My script run on the vera only does the vera part. It just goes a little further by making it resistant to reboot and disabling really everything from vera/mios. You still need to access your home assistant machine and install/setup socat per the home assistant forum. Maybe I should add that in my github read me to make it easier.You have two possible scenario here.
- If you have no device on the vera, you will need to use Home Assistant to include them... yeah no more vera inclusions.
- If it is your vera you are migrating, all your devices will show in home assistant under the zwave menu if you use the zwave component, or the other zwave interfaces (zwave2mqtt or QTopenzwave) if you use one of the other 2 components. You can continue expanding your network from there. Again, no more vera software. You are just reusing the hardware.
Do your research and decide which one to choose. Home assistant offers many components. The newest one is QTopenzwave. The native zwave is the oldest but most integrated one.
I too run “Hass Core”. It’s really a misleading name because it is the most complete and flexible version of Hass. Not just the core. The others are just customized, limited versions to run as a container or a self contained OS. If you run Hass Core, you probably have a full linux OS in the VM.
As to your last question. Maybe this is where you are the most confused. What you call vera is primarily a piece of software. I described it in my post about the vera different layers of connections but I admit, does not really address your confusion. It is really just a program running on OpenWRT which is a Linux distro. No different than say Home Assistant running on ubuntu, z-way running on windows or any other OS.
The UI you see is an open source webserver program called lighttpd reading from the /www folder.

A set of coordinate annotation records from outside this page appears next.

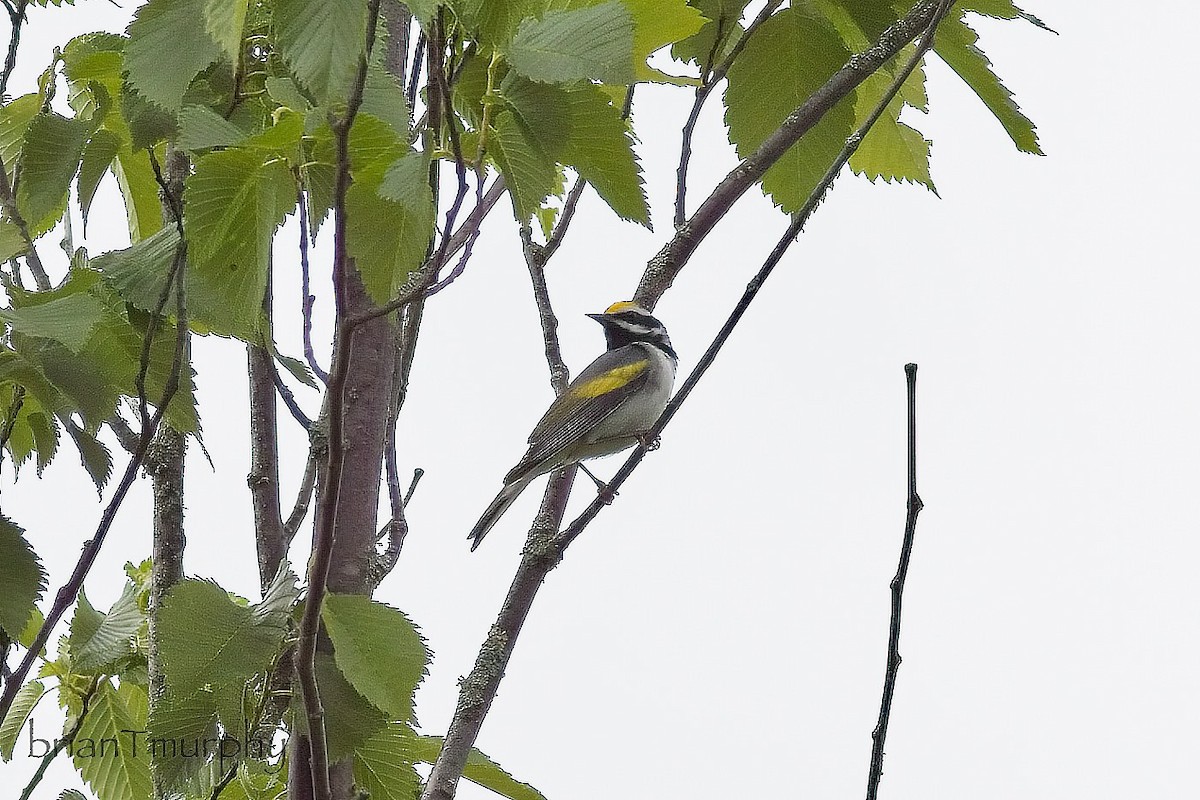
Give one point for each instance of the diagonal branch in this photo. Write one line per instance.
(663, 269)
(880, 735)
(545, 548)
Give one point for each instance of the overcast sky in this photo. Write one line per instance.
(719, 631)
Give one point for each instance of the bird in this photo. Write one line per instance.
(607, 408)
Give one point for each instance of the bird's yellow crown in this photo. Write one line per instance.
(624, 305)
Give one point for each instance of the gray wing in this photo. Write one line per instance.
(576, 411)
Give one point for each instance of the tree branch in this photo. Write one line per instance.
(879, 737)
(663, 269)
(545, 547)
(327, 506)
(711, 79)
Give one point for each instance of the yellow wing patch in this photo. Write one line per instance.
(611, 380)
(624, 305)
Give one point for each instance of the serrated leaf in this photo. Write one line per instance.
(136, 179)
(407, 181)
(114, 773)
(378, 649)
(12, 244)
(955, 44)
(15, 119)
(69, 319)
(49, 158)
(201, 127)
(97, 157)
(22, 577)
(223, 19)
(168, 46)
(18, 713)
(892, 150)
(480, 769)
(790, 56)
(322, 42)
(99, 639)
(383, 764)
(94, 453)
(528, 172)
(565, 46)
(234, 202)
(577, 126)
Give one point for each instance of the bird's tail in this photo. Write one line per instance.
(496, 510)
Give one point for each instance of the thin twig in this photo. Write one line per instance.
(545, 549)
(17, 17)
(9, 199)
(304, 497)
(327, 505)
(879, 737)
(307, 298)
(666, 264)
(61, 744)
(711, 79)
(70, 590)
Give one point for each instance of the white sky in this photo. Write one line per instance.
(720, 630)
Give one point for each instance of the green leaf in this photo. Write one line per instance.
(658, 23)
(234, 203)
(94, 453)
(955, 44)
(322, 42)
(208, 639)
(378, 649)
(69, 319)
(12, 244)
(99, 639)
(48, 161)
(18, 713)
(564, 46)
(168, 46)
(892, 150)
(114, 773)
(223, 19)
(581, 128)
(790, 56)
(407, 181)
(22, 577)
(383, 764)
(136, 179)
(529, 173)
(15, 120)
(201, 127)
(480, 769)
(97, 157)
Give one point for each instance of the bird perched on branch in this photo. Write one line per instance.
(607, 408)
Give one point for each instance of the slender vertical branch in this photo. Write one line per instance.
(545, 548)
(879, 737)
(327, 505)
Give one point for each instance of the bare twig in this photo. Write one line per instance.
(879, 737)
(304, 495)
(663, 269)
(327, 505)
(307, 298)
(61, 744)
(709, 82)
(70, 590)
(545, 548)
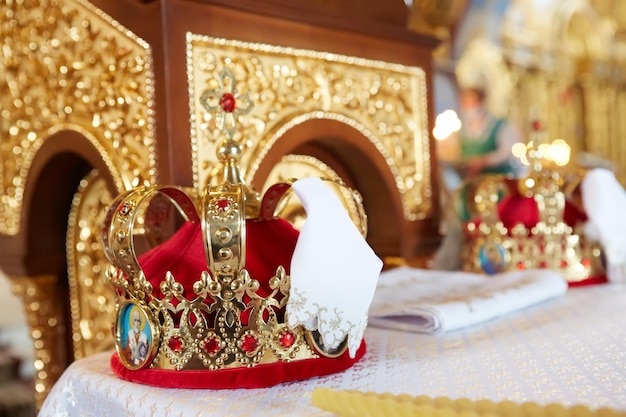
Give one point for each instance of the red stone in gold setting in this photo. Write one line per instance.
(249, 344)
(124, 209)
(287, 339)
(175, 344)
(228, 102)
(212, 346)
(223, 204)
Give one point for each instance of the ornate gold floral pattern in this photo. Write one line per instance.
(385, 102)
(67, 65)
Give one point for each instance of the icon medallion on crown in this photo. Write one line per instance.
(214, 305)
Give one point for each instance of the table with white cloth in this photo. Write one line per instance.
(571, 350)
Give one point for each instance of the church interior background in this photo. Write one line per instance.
(563, 61)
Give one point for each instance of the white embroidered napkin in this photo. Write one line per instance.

The Luup engine is a binary compiled from C code called LuaUPnP located in /usr/bin and it relies on a number of libraries and connects to the zwave radio through a program called zwaveserial which I talk about in another thread here. The zwave radio is connected to the mini computer through a serial port which is what the zwaveserial program calls. What you see on windows as a COM port is shown under linux as in the /dev/ folder as a TTYXXXX port.Now the hardware. The various Vera Edge/VeraPlus/Vera Secure are devices sourced from SerComm, a company in Taiwan notorious for being an OEM for other companies producing mostly wireless routers and IPcams. The vera is hardware wise a wireless router with additional radios with its original operating system on top of which mios slapped a couple of programs. You prevent the mios programs from starting, and you end up with basically a device like a rPI with a zwave radio running OpenWRT linux. From here on you can think of it as just that. A tiny computer with your zwave radio onboard and forget that it is a vera.
Now zwave radio chips have the particularity to have onboard memory and this memory stores all the data from your network. It is made of the HomeID, which identifies your network, the list of nodes, your device list, and their routing. It does not contain the command class information for these nodes.
So... If you kill the vera programs, you end up with a tiny linux computer with a zwave radio and all your zwave network info in it. You can just send this serial port through ethernet to your home assistant VM and have home assistant manage it. This the purpose of folks in the link above. -
Rafale, very clear and very understandable. But again option and options... as I am not an expert in this I will probably hit the wall after the first corner.